What Dickens thought was the essence of A Xmas Carol is usually left out of adaptations. When the Ghost of Xmas Current is starting to age and fade away, Scrooge notices a little something underneath the spirit’s robe. He thinks it’s an animal’s claw, but it is a skinny human hand: “Two small children wretched, abject, frightful, hideous, miserable … clung upon the exterior of its garment … a boy and a female…. ‘Spirit, are they yours?’ Scrooge could say no extra. ‘They are Man’s,’ mentioned the Spirit, searching down upon them. ‘…This boy is Ignorance. This girl is Want. Beware them each, and all of their degree…’.”

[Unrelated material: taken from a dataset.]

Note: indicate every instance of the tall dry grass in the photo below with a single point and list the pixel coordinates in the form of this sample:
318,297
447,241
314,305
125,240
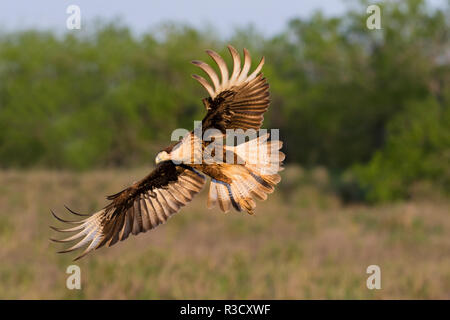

This was Dickens’s major rationale for producing A Christmas Carol. He needed his visitors to realise that, if they continued to deny inadequate little ones the requirements of lifetime – these kinds of as meals, shelter, warm clothing, healthcare and an education and learning – they would develop up to turn into dangerous, violent grownups. The little one born in a workhouse who was not as fortuitous as Oliver Twist, or the impoverished child who didn’t die young like Tiny Nell, would mature up to turn into another Monthly bill Sikes, Fagin, Little Em’ly or Daniel Quilp.
Dickens and Xmas by Lucinda Hawksley is posted by Pen and Sword.